Sample Data

ere is a list of data repositories that can be used to test methods, and increase your understanding of the statistical tools available for your use. Typically they will suggest methods applicable to the data, and give a brief background on what the data represents and the source they recieved the data from.

Free Data Repositories:

  • UCI Machine Learning Repository – UC Irvine’s Machine Learning Repository hosts hundreds of sample datasets, some of which also have papers linked in which the datasets are used. The datasets are geared towards machine learning algorithms, so will include a lot of classification problems.
  • UCI KDD – UCI’s Knowledge Discovery in Databases Archive. Good datasets for data mining, separated by task and application.
  • DataMarket – A repository of Government datasets for several countries. The data here tends to be time series.
  • Statlib – List of Dataset Repositories maintained by Carnagie Melon.
  • Professor J. Burkardt of Florida State University hosts a plethora of academically inclined datasets for many statistical methods.
  • Wharton Research Data Services – University of Pennsylvania’s Wharton School of Business hosts this data repository. It contains feeds from data vendors such as COMPUSTAT, CRSP, and many others. These data sets are business or economic oriented. If you are a graduate student of San Diego State, you can request an account from WRDS. Some highlights include:
    • CRSP – Historical Price and Performance metrics for stocks, bonds, and more
    • CompuStat – Database of Financial and Market information on tracked companies. Database is maintained by S&P Capital IQ
    • Bank Regulatory – Provides accounting data for Banks, Bank Holding Companies, and other entities in the finance field
    • Federal Reserve Bank – Provides Historical Information on Exchange Rates, Interest Rates
  • Freddie Mac – The common name for the Federal Home Loan Mortgage Corporation, publishes some datasets on Home Mortgages and Housing Price Index.
  • Bureau of Labor Statistics – Publishes data on employment rates, indices, inflation, and other items they track.
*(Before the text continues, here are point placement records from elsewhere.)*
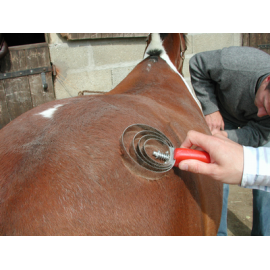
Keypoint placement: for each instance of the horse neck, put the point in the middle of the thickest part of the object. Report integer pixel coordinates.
(154, 78)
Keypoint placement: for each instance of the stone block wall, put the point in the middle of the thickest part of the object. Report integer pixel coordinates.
(100, 64)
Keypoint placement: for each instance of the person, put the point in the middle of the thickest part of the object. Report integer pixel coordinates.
(233, 86)
(231, 163)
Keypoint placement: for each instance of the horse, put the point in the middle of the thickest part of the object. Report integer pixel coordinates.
(63, 172)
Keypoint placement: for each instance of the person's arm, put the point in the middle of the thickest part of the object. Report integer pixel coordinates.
(256, 168)
(226, 157)
(253, 134)
(205, 71)
(231, 163)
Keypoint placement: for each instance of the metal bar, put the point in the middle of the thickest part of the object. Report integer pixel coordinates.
(8, 75)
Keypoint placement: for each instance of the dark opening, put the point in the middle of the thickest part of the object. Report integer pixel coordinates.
(23, 39)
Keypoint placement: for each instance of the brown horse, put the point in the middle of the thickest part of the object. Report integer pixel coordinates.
(62, 171)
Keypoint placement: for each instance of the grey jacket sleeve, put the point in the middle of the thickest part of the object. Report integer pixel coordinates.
(205, 71)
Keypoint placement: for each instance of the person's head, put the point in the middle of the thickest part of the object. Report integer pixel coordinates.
(262, 98)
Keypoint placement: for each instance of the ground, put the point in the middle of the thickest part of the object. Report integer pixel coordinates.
(239, 211)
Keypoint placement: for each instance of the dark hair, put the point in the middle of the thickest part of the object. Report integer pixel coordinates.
(268, 86)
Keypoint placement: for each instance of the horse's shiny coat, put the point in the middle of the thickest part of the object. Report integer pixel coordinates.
(62, 171)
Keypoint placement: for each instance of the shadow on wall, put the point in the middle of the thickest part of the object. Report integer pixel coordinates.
(236, 226)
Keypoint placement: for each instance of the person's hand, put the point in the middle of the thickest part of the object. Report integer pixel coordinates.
(227, 160)
(215, 121)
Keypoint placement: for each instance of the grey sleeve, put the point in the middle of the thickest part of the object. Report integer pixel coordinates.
(205, 71)
(254, 134)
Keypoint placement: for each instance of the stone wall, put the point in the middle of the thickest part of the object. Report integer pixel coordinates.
(100, 64)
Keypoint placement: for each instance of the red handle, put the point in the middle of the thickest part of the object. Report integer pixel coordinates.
(183, 154)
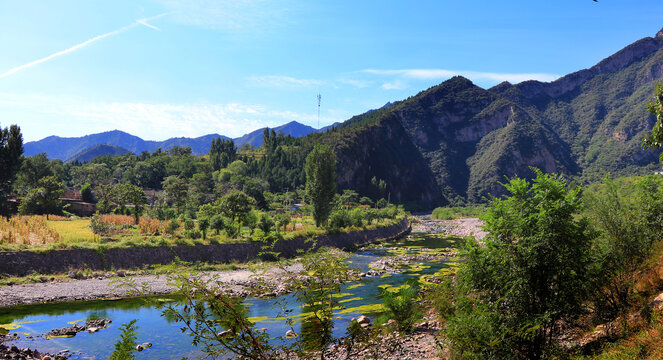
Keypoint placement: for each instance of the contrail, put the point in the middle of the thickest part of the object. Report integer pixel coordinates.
(144, 22)
(84, 44)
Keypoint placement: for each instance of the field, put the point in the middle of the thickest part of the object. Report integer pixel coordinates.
(36, 233)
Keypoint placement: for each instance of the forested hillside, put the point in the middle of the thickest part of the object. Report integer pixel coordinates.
(582, 125)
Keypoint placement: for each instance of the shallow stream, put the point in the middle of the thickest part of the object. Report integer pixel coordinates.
(361, 298)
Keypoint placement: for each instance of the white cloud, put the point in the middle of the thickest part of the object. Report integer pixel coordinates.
(227, 15)
(282, 81)
(394, 85)
(355, 82)
(433, 74)
(66, 116)
(82, 45)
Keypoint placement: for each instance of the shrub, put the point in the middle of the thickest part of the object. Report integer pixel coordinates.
(126, 345)
(265, 224)
(189, 224)
(217, 223)
(172, 226)
(531, 274)
(98, 226)
(203, 225)
(401, 306)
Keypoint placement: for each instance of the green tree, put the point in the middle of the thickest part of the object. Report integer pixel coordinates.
(33, 169)
(530, 276)
(217, 224)
(11, 152)
(126, 345)
(176, 190)
(236, 205)
(222, 153)
(44, 199)
(320, 170)
(132, 194)
(265, 224)
(104, 195)
(655, 139)
(86, 193)
(203, 225)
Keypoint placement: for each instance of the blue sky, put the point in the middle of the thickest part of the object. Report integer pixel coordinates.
(167, 68)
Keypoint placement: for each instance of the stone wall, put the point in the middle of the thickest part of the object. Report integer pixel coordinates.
(21, 263)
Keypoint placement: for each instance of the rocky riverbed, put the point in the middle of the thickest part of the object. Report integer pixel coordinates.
(237, 283)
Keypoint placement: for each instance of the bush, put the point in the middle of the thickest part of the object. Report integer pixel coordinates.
(401, 306)
(217, 224)
(531, 274)
(339, 219)
(172, 226)
(189, 224)
(628, 214)
(86, 193)
(98, 226)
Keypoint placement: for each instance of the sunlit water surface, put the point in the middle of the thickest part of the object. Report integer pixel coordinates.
(168, 340)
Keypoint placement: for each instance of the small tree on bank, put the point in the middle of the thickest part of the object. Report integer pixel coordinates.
(531, 273)
(320, 170)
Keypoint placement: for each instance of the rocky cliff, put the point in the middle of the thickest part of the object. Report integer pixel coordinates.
(584, 124)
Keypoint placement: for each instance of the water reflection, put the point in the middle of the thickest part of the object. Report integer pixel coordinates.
(165, 334)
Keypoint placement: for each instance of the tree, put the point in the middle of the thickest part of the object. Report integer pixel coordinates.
(104, 195)
(320, 170)
(222, 153)
(265, 224)
(217, 224)
(529, 277)
(11, 152)
(236, 205)
(203, 225)
(86, 193)
(126, 345)
(655, 139)
(176, 189)
(33, 169)
(134, 195)
(44, 199)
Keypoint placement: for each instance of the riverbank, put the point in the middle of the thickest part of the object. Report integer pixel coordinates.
(237, 283)
(22, 263)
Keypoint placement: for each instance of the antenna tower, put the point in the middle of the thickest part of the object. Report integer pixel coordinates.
(319, 99)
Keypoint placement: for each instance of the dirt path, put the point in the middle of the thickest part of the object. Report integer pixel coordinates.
(238, 282)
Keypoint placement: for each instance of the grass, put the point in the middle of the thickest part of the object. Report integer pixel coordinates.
(77, 230)
(35, 233)
(646, 343)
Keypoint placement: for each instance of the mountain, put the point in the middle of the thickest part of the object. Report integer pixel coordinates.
(98, 150)
(583, 125)
(65, 148)
(292, 128)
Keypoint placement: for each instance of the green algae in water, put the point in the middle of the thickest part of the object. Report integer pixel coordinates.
(350, 300)
(339, 295)
(18, 324)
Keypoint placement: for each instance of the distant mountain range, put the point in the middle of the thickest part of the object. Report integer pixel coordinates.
(80, 148)
(98, 150)
(583, 125)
This is a good source for complementary data.
  • R datasets Package – In R, there exist a number of datasets available for use. Some packages that implement unique types of statistical analysis will include example datasets. The R datasets package, included in the vanilla installation of R, includes several sets useful for demonstrating and learning. Individual datasets can be invoked with the data() command. I.e., data(cars) creates a dataframe with the cars dataset.